CFP: Documenting the Visual Arts (edited collection; deadline: Nov 1, 2016)
The proliferation and popularity of visual arts documentaries are a major component of the recent international documentary boom, but they tend to be overlooked in film criticism and scholarship in favor of documentaries framed more explicitly in social and political terms. Yet visual arts documentaries remain on the cutting edge of documentary innovation, from 3D cinema (Cave of Forgotten Dreams) to questioning documentary truths (Exit Through the Gift Shop). Moreover, visual arts documentaries have long played significant roles in various historical formations around documentary politics (e.g. USIA films in the Cold War, the Left Bank essay films of 1950s and Channel Four programming in the 1980s).

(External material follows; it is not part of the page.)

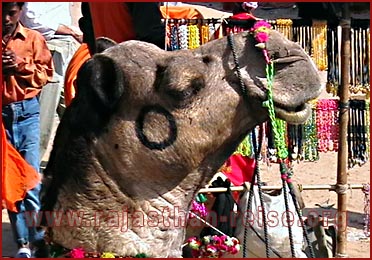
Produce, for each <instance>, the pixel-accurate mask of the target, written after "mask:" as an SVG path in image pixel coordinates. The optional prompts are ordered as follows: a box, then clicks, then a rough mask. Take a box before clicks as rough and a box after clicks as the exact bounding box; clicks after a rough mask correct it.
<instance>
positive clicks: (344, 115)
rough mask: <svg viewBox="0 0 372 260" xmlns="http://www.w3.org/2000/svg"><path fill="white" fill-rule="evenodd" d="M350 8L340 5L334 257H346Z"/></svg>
mask: <svg viewBox="0 0 372 260" xmlns="http://www.w3.org/2000/svg"><path fill="white" fill-rule="evenodd" d="M350 24H351V20H350V8H349V3H343V4H342V18H341V21H340V26H341V28H342V30H341V65H340V68H341V86H340V90H339V96H340V105H339V111H340V114H339V126H340V129H339V150H338V154H337V183H336V192H337V227H338V229H337V246H336V257H347V255H346V245H347V230H346V229H347V207H346V206H347V194H346V190H347V188H345V187H347V156H348V147H347V126H348V122H349V76H350V75H349V71H350V27H351V26H350Z"/></svg>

This edited collection will examine the significance of visual arts documentaries from a range of critical perspectives and methodologies. The book will explore not only how documentaries from around the globe exploit the formal properties of film and video to illuminate the aesthetic specificities and intersections of other visual arts, but also how they elucidate the material and cultural conditions in which visual arts are produced and experienced (e.g. the discourse of the artist, museums and galleries, activist art, religious practice, commercial design etc.). To complement these interpretative contributions, the book will also include critical analyses of the political economy of visual arts documentaries, especially the geopolitics of the genre. As an interdisciplinary and intermedial project, I am particularly interested in contributions that connect film studies to other disciplines and fields, including anthropology, art history, architecture, communication, rhetoric, performance studies and visual studies, among others. Consideration will be given to submissions about any historical period or cultural/national/regional context (the book aims for genuinely global scope). Contributions may focus on a single film, a body of work (organized around filmmaker, artist or subject) or a particular institutional context. I am defining visual arts broadly to include applied arts, such as fashion, architecture and design, as well as film, video, photography, painting, sculpture, illustration and performance art etc.
Possible topics include (but are not limited to):
• Medium specificity and the visual arts documentary
• Cultural politics of visual arts television programming
• Documentary film and arts education
• Visual arts documentary as cultural diplomacy
• Post/colonial appropriation and resistance in visual arts documentaries
• Representing visual aesthetic practices in ethnographic film
• Documenting performance and collaboration in the visual arts
• Documenting activist art practices
• Discourses of the visual artist in documentary film
• Documentaries about art institutions and markets
• Visual arts documentary as paratext (making of documentaries, exhibition documentaries)
• Relationship between documentary filmmaking and archival documentation of visual arts
• Histories of arts television networks and series
• Film technologies and the visual arts documentary
• Fakery, forgery and mockumentary
Deadline for electronic submission of 350-400 word abstract (plus brief biographical statement and sample 5- item bibliography): November 1, 2016. Notification by December 1, 2016.
Commissioned chapters should not exceed 5,000 words and must be completed by October 1, 2017.